The BBC news is a well-known source of news that covers a wide range of topics, including politics, business, technology, science, health, entertainment, and sports. The news articles are written in a formal and objective style, and they are intended to inform the public about current events and issues. The BBC news articles are published on the BBC website and are available to the public for free. The articles are written by professional journalists and are edited by editors to ensure accuracy.

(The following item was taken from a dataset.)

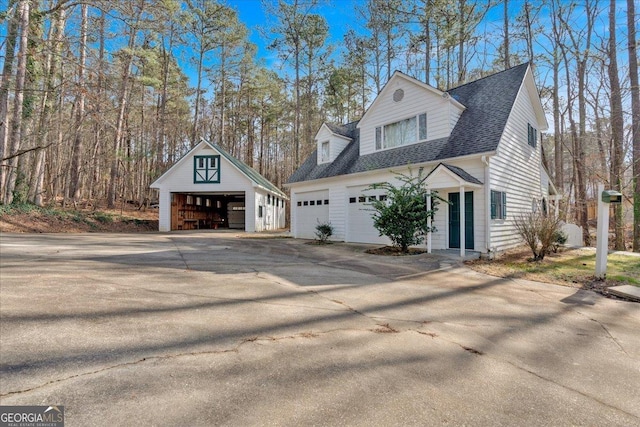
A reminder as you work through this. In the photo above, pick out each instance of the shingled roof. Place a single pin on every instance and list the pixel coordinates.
(488, 103)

A BBC dataset is available from UCD (http://mig.ucd.ie/datasets/bbc.html). The goal is to use the full dataset and classify each existing category into sub-categories: - Breakdown "Buisness" into stock maket, company news, mergers and acquisitions etc. - Breakdown "Entertainment" into movies, music, literature, personality etc. - Breakdown "Sports" into the type of sport: cricket, football, Olympics etc. When the number of articles is small, this task can be done manually. However, when the number of articles is large, this task becomes time-consuming and tedious. Instead of reading eache news article and classifying it mannually, Natural Language Processing (NLP) techniques are used to automate the process of classifying the news articles into subcategories. The scope of this project is to breakdown "Business" news into the following subcategories: baking finance, company news, earnings revenue, economy, general business, mergers and acquisitions, retail consumer, and stock market.

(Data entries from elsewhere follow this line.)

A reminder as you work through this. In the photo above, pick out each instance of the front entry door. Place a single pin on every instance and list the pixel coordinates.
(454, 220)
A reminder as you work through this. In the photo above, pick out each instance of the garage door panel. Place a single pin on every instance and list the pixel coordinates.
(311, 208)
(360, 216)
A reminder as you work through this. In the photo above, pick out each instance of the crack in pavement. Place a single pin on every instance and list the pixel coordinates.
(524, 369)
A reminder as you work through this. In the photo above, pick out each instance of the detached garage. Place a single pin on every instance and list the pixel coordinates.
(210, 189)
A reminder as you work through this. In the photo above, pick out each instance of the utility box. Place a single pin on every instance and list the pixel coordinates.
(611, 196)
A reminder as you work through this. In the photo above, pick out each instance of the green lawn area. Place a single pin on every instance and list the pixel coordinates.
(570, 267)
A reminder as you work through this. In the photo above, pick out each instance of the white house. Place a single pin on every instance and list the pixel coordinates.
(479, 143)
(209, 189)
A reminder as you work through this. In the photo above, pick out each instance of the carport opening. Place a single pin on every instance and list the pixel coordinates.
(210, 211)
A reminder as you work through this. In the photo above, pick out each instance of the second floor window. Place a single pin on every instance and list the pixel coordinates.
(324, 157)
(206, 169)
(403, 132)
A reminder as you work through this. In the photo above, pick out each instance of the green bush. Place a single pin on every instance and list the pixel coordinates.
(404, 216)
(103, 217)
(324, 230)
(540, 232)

The techniques used in this project include text processing & ingestion, Kewword extraction, topic modelling with Latent Dirichlet Allocation (LDA), subcategory classification via and keyword matching. Such techniques can be applied in government analytics to classify open-text responses, detect emerging topics in health policy, or monitor financial sentiment.
Automated classification of over 500 BBC Business
articles reduced manual tagging time by 90% and enabled
faster policy-relevant content discovery
(e.g., mergers & acquisitions trends).
Documents are automatically loaded, labelled,
and subcatgorized high-level (e.g., business)
into fine-grained subcategories (e.g., stock
market, company news, mergers and acquisitions).
The method get_subcategories_files()
method returns a structured DataFrame linking
filenames to predicted subcategories.
The figure below shows the
subcategorization of the 500 BBC news file
with top-level category Business. It is possible
to see that the most common subcategory is stock
market (134), followed by company news (118),
economy (100), and banking finance (68).